This will be a bit of a thought dump on my experience with the game after recently finishing the campaign with my first character, what I enjoyed and what I think could be improved on.
For context I’m an exploring kind of player, for me the fun in an ARPG is the novelty of trying many different builds as opposed to spending hundreds of hours min-maxing a single character. With that context established, let’s first talk about the positives that most stood out to me.
The Good
One thing I noticed early on is how good my character felt to play. I went with a Warpath Sentinel since I’ve always been a fan of the “mindlessly running into things and watching them die” playstyle, and my expectation was that I’d have to invest a lot of early skill points into mana generation to sustain the channel cost. But no, very quickly I could grab some skill nodes that made the channel cost zero, which felt great!
Another thing I really came to appreciate from the start was all of the convenience features in the game. Compact towns, loot filters, quick travel from anywhere, the game guide and extensive tooltips, and so on.
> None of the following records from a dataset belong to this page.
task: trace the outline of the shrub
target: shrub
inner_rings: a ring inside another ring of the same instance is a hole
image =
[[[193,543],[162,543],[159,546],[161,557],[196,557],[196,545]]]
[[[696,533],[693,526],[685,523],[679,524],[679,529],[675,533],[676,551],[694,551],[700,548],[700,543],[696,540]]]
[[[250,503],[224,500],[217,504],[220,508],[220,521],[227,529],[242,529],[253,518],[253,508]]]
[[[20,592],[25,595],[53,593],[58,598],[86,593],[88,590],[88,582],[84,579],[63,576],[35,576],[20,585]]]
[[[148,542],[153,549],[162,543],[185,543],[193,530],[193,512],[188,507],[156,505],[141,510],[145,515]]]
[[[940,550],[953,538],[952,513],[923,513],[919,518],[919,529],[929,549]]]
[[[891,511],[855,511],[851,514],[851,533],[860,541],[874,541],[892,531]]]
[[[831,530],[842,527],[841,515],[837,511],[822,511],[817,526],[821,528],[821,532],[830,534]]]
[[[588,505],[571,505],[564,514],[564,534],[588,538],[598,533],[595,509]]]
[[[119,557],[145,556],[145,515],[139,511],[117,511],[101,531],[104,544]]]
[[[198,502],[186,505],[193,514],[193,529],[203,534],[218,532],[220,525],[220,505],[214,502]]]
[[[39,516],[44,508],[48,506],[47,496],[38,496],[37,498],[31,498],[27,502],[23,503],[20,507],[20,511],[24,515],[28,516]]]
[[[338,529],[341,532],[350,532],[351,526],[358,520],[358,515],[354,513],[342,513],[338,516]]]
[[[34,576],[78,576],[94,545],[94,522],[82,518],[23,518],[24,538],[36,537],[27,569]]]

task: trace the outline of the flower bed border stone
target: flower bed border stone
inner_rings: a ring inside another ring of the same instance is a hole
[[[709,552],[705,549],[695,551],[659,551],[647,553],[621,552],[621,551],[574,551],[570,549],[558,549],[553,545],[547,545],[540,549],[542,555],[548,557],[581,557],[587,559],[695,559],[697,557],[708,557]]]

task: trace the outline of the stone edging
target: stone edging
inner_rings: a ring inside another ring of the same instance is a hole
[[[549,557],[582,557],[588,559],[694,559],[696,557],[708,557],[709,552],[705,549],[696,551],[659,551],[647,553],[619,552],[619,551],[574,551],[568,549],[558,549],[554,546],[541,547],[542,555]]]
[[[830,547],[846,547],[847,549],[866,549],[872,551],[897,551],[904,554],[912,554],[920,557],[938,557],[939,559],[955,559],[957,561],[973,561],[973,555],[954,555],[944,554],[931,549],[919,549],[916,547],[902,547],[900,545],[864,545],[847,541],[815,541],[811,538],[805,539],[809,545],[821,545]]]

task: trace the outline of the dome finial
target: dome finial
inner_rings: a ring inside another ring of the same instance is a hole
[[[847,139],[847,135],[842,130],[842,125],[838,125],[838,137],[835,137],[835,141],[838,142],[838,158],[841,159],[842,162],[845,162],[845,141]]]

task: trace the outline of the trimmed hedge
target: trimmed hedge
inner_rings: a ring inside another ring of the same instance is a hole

A bit further on I was impressed by how much build variety there was in the skill system alone. I went with Void Knight because the Echo mechanic looked fun, but there seemed to be at least two other viable ways to build a Warpath Sentinel by going down other branches of the skill tree, and probably more if you can figure out how to use some of the less obvious skill nodes, such as the one that increases damage, area and channel cost every second. Notably that’s just the skill tree for Warpath, if there is as much variety in other skill trees then there are easily hundreds upon hundreds of different builds to try out across all the classes that all will give a different gameplay experience from very early levels.
The Bad
The first big negative I noticed was that the game was quite a bit too easy early on. From the very start I just melted enemies with very little resistance, even the toughest bosses and elites died very quickly and I never really had to care about dodging anything or think twice about what I was spinning into. Not only did this make the gameplay a bit repetitive, but it made it really hard to evaluate my build decisions since I was a walking lawnmower no matter how I switched things up. It was only after about level 50 that the difficulty started to ramp up, when I was almost done with the campaign.
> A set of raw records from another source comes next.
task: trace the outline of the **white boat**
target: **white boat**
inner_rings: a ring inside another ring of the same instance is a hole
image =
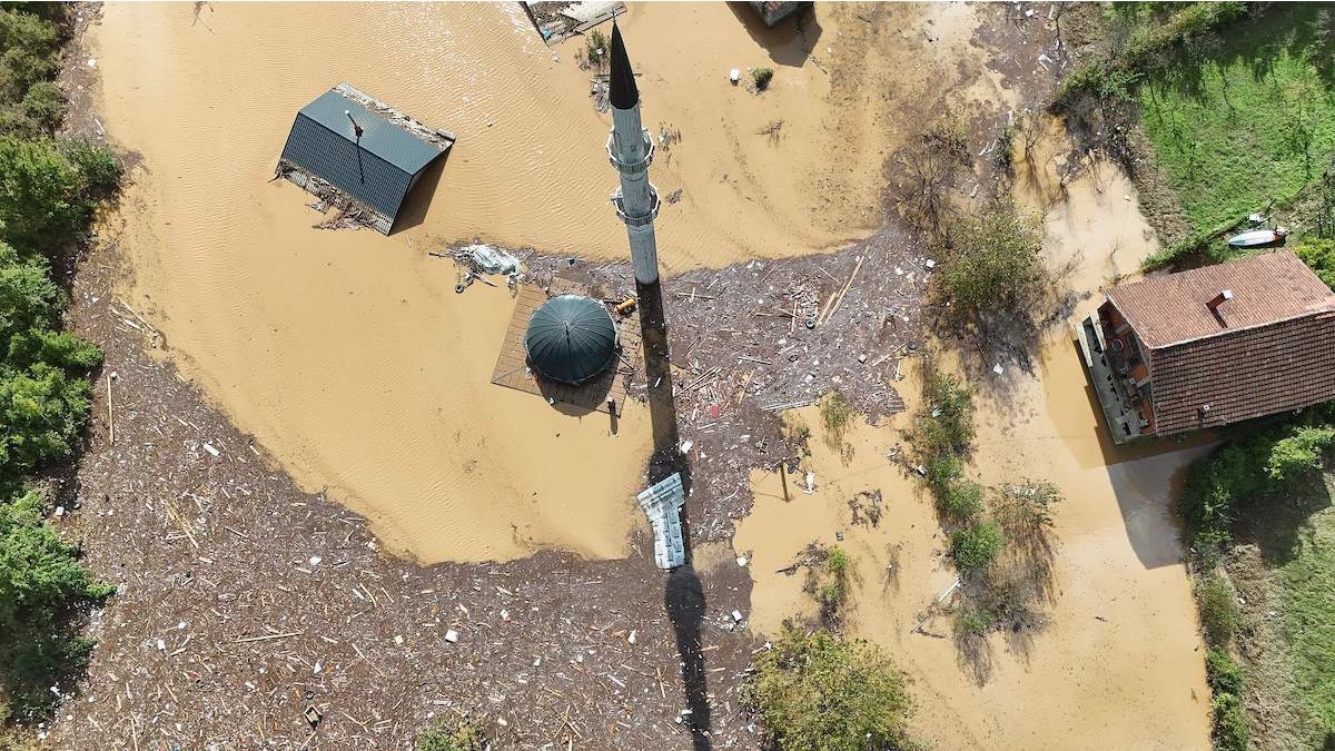
[[[1271,245],[1284,242],[1284,235],[1288,230],[1284,227],[1276,227],[1274,230],[1247,230],[1246,233],[1234,235],[1228,238],[1228,245],[1232,247],[1256,247],[1262,245]]]

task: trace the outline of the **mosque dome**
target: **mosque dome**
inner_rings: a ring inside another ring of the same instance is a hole
[[[543,378],[583,384],[615,362],[617,326],[601,302],[558,295],[533,311],[523,347]]]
My next criticism is about how progression was basically nonexistent, at least for my build. With that I mean that gameplay was almost identical between level 10 and level 70. The initial mana reduction nodes made a huge difference to gameplay since I could spin forever, but after that every node was mostly different forms of increasing damage. I’ve also briefly looked at which unique item effects are available for Warpath, and it looks like that won’t make much of a difference either. That’s a shame since to me the whole point of progressing in an ARPG is seeing how my character evolves.
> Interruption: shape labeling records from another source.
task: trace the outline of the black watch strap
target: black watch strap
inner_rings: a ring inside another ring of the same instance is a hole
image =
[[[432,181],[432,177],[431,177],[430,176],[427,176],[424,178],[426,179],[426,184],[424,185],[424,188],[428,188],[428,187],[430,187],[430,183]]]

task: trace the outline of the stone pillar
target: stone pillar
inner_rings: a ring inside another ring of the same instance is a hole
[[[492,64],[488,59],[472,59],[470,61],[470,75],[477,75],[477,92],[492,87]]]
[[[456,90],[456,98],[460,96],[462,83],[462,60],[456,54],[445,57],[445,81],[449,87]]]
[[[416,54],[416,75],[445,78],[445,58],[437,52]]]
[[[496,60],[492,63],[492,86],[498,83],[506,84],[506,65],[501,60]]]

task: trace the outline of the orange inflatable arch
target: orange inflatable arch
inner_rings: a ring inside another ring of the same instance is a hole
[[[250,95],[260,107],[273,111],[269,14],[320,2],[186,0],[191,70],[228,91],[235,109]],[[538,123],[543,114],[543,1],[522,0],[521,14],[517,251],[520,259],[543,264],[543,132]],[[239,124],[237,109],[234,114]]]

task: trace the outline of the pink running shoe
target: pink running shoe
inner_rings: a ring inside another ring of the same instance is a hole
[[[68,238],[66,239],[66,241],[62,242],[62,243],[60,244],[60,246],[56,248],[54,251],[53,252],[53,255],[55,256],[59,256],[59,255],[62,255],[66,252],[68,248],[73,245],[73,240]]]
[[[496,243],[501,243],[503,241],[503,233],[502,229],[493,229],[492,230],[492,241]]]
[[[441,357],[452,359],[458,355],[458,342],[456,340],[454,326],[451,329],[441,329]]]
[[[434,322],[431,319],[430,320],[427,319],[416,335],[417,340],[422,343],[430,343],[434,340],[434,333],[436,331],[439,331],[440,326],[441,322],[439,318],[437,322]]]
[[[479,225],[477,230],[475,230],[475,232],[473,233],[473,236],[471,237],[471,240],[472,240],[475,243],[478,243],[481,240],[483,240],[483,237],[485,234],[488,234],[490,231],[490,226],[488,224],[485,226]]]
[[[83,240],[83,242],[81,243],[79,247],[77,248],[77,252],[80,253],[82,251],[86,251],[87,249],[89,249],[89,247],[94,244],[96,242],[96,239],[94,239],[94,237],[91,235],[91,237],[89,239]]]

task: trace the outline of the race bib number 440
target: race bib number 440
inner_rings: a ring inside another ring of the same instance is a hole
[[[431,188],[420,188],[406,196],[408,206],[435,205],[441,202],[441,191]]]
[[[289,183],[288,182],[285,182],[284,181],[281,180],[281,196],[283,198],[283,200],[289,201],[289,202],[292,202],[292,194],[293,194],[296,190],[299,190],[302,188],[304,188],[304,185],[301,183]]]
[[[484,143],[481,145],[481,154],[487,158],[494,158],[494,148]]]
Also related to progression, and perhaps specifically related to my Warpath build, was that I quickly found myself with 2-3 useless buttons on my skill bar. To echo with Warpath I have to be spinning for 2 seconds uninterrupted, and while spinning I don’t regenerate mana, which means very few skills are usable while spinning. There are ways to work around this by making skills instant-cast and gaining mana through other means, but it’s not something worth doing until fairly late-game. It would be cool to have some more buff skills for builds that only care about one damaging skill.
Lastly I think that the campaign has a bit too many areas with enemies that are mostly interchangeable fodder. I think differentiating the areas more would be good, such as having some with lots of small enemies, some with a few high hp enemies, some with lots of ranged enemies, and so on. Of course the difficulty also has to be sufficiently high so these differences matter strategically.